A simple single layer recurrent neural network for character classification. The activation between nodes utilizes the tanh function and the outputs o(t) are used as the argument to the softmax function to obtain the vector y of the probabilities over the output. The loss is the negative log-likelihood of the true target y(t) given the inputs so far.
The code works by first using Tex_vec.py
to convert the characters in a .txt
file into a character vectors of length 127 consisting of 0 except for the coordinate associated with the ASCII representation of the character.
Once a text file has been converted it can be processed by RNN. RNN is initialized using the entire data and a user chosen integer value for the hidden connections.
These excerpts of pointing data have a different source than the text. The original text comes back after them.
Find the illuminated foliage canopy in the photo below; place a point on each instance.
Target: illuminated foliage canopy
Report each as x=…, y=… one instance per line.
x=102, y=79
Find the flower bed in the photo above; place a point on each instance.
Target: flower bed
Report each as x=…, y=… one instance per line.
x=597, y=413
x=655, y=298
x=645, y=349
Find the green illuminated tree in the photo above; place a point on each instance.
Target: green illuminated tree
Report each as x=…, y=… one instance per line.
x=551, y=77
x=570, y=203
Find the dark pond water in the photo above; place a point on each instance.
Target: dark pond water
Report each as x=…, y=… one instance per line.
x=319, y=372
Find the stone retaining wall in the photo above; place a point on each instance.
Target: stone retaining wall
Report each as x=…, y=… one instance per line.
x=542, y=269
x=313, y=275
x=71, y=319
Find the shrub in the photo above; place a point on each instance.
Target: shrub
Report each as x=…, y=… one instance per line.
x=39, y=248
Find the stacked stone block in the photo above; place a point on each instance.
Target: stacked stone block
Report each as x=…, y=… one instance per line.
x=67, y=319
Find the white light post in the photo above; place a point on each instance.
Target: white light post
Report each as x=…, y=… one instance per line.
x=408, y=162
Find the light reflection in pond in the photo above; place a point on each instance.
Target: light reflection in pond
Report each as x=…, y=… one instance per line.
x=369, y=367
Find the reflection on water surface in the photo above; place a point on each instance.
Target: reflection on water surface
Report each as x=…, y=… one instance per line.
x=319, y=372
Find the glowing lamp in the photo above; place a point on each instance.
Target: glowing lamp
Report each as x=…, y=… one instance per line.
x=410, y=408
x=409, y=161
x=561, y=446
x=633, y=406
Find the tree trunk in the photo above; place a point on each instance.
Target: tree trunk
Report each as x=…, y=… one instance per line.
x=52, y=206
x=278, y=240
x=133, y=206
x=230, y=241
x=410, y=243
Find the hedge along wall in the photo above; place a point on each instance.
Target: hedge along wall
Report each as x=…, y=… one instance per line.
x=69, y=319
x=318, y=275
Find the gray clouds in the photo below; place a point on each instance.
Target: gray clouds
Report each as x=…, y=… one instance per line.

The network then proceeds to set the appropriate sizes for the input, hidden, and output matrices.
The network works in two steps. The first step involves initializing the network and the second step involves training the network.
For step 1 we simply make the following declarion: rnn = RNN(data, hidden_size, spec_rad = 1.01, eps=0.0001)
Step 2 involes training the network and is performed by calling `train(self, seq_length, epochs, eta, decay_rate=0.9, learning_decay=0.0, randomize=False, print_final=True)` and selecting values for the parameters:
seq_length: Integer value for the desired length of the subsubsequence
epochs: Integer value for the number of iteration to train over.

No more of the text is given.